In 2014, The Hunger Project-Benin participated in a number of monumental events, including the inauguration of Gohomey Epicenter in the presence of Dutch investors and staff of The Hunger Project-Netherlands. The Hunger Project-Benin also celebrated International Women’s Day and the official establishment of the Wawata Epicenter’s rural bank, which serves a clientele made up of 52% women. In addition, the team made remarkable strides in different areas in health and nutrition.


2014 Accomplishments

Health and Nutrition
The Hunger Project-Benin advanced its mission to promote maternal and child nutrition with its third edition of the “Three Moringa Tree Days” campaign with the theme “Moringa for the nutrition of the mother and child during the window of opportunity of the first 1000 days of life.” The leaves from Moringa trees are powerhouses of nutritional value—they contain four times the calcium in milk and seven times the vitamin C in oranges. They are found locally and they can also boost immunity. The official launching ceremony of the campaign, under the patronage of the Representative of the President of the Republic within the Council of Food and Nutrition (CAN), was attended by the local, municipal and administrative authorities with a panel of The Hunger Project-Benin’s technical and financial partners. In addition to the campaign, The Hunger Project-Benin furthered its commitment to improving the health of mothers and children by the distributing 1,800 bed nets at the health unit of Kissamey Epicenter by the sanitary zone team of Aplahoué – Djakotomey – Dogbo. These bed nets were distributed to pregnant women free of charge during their second pre-natal consultation and to children who completed their vaccination cycle. Children under 5 represent 85% of deaths from malaria, and pregnant women are particularly susceptible to maternal death when sick with the disease.


Women’s Empowerment Program (WEP)
The Hunger Project-Benin hosted a workshop at the Wawata Epicenter to address women’s access to land for improved food security.

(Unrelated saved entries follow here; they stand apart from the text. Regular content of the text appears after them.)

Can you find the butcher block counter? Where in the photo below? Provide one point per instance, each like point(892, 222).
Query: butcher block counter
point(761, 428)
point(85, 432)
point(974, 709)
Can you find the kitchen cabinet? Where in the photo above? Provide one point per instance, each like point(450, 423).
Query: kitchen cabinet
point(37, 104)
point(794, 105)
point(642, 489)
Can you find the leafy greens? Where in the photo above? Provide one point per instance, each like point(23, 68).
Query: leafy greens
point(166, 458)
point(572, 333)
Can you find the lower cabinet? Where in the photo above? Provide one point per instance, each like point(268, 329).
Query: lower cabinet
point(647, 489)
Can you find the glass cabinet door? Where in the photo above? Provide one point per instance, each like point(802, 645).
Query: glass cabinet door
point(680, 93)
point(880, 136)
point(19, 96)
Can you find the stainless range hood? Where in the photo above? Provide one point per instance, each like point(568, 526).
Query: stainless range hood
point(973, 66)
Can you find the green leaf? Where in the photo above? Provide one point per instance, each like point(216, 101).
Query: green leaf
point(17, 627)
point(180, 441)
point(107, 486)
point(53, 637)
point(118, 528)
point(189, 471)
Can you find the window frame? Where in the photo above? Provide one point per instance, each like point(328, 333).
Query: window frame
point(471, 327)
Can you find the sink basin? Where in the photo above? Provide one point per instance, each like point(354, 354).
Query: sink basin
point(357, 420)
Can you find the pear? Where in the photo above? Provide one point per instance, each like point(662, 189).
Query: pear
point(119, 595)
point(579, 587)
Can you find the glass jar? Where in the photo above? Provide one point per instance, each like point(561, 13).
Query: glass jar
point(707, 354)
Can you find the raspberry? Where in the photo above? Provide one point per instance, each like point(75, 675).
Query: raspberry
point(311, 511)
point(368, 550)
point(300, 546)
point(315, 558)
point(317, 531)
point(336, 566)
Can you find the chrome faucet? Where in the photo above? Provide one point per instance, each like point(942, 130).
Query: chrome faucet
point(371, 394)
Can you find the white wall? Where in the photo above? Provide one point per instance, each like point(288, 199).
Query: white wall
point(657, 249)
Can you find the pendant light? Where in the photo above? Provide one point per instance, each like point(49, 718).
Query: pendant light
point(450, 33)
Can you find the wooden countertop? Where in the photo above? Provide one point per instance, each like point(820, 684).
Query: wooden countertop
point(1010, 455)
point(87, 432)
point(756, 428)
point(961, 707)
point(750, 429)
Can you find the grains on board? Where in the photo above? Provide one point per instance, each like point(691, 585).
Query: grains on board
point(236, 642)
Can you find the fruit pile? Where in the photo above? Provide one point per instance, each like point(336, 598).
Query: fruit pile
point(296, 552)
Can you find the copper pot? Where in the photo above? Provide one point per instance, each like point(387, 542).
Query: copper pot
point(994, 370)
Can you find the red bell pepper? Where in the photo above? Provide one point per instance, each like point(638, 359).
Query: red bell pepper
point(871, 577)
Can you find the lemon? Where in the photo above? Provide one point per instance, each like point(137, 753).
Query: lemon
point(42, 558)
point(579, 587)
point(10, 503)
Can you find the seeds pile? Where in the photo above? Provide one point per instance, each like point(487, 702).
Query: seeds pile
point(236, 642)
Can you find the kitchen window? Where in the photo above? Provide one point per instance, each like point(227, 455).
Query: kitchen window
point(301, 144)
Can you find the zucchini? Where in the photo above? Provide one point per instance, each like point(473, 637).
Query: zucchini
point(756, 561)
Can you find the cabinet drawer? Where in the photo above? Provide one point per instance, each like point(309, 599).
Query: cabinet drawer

The workshop was led by an expert in rural land issues and addressed Benin’s inheritance laws—specifically, the fact that women do not have the legal right to inherit land in Benin. Both men and women participated in the workshop and  upon completion, participants recommended the implementation of awareness campaigns that target men—especially local officials, elders, and influential groups—in order to facilitate women’s access to land for hunger and poverty alleviation in their communities.

In addition to this workshop, The Hunger Project-Benin’s women facilitators in the WEP Program in priority epicenters planned information and awareness sessions in their villages in an effort to build men’s commitment to facilitating women’s access to land for large-scale farming. In preparation for this activity, a series of trainings were conducted for the facilitators on “Vision, Commitment and Action” tools and communication and facilitation techniques.

Community Mobilization
The Hunger Project-Benin’s work to gather community members around a shared purpose continued in the program area of community mobilization, particularly with information and awareness-raising sessions on the creation of “village points.” Each point is made up of a group of villages from the epicenter, that together tackle a development challenge before reporting back to their peers. By forming these smaller sub-groups within the epicenter, individuals are more empowered to take action and are also more accountable for their commitments. Village points will be a key tool for moving forward the epicenter’s development and will be essential to achieving self-reliance in the epicenters of Kissamey, Avlamè, Akpadanou, Zakpota and Bétérou. For these sessions, a total of 5,456 partners including 3,240 women took part in 68 workshops, 59 of which were facilitated by committees.